Per il rientro a scuola a settembre, la Regione Friuli Venezia Giulia richiede un aumento dell’organico, soprattutto del personale Ata e dei docenti di sostegno e ulteriori fondi per la sanificazione e per l’edilizia leggera.

“C’è una informale intesa da parte delle Regioni al Piano scuola 2020-21 visto che la ministra Azzolina ha dato garanzie sui due punti fondamentali che la Regione Friuli Venezia Giulia per prima ha ribadito come condizionanti per l’espressione dell’intesa: l’aumento dell’organico, soprattutto del personale Ata e dei docenti di sostegno, e ulteriori fondi per i costi di sanificazione ed edilizia leggera che dovranno essere sostenuti dagli istituti per garantire la sicurezza della didattica in presenza”. Lo rende noto l’assessore regionale all’Istruzione e Università Alessia Rosolen al termine della seduta della Conferenza Stato-Regioni alla quale era presente la ministra dell’Istruzione Lucia Azzolina.

“Trovo importante che si sia fatta chiarezza sulla governance, – fa sapere Rosolen – grazie all’istituzione di un tavolo molto più agile, organizzato in regione, per l’avvio dell’anno scolastico; è stato chiarito che in merito all’uso delle mascherine la scelta verrà vagliata a ridosso dell’inizio della scuola; è stata fatta chiarezza sulla didattica senza distanziamento e verrà esclusa la didattica a distanza, se non per motivi urgenti e indifferibili”. “Da parte della ministra – ha reso noto Rosolen – è stato garantito un ulteriore miliardo di euro sulle risorse già previste per l’edilizia leggera ed è stato assicurato un fitto lavoro sui tavoli regionali per arrivare all’incremento degli organici da inserire con una modifica nel decreto Semplificazione o nella conversione del decreto Rilancio”.

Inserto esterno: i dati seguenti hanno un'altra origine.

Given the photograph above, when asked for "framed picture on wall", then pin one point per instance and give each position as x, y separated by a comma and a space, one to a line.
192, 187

“L’organizzazione della ripartenza a settembre in presenza della didattica nei due mesi prossimi sarà indubbiamente onerosa e difficile – ha concluso Rosolen – e andrà risolto anche il nodo del trasporto pubblico locale su cui, tra l’altro il ministro Boccia ha preso un impegno, ma il vero nodo da sciogliere è quello del personale: il Friuli Venezia Giulia, in particolare,
parte da una condizione di carenza di organico molto grave, soprattutto nella fascia del personale Ata e degli insegnanti di sostegno. La Regione – ha concluso l’assessore – è decisa a ottenere il massimo”.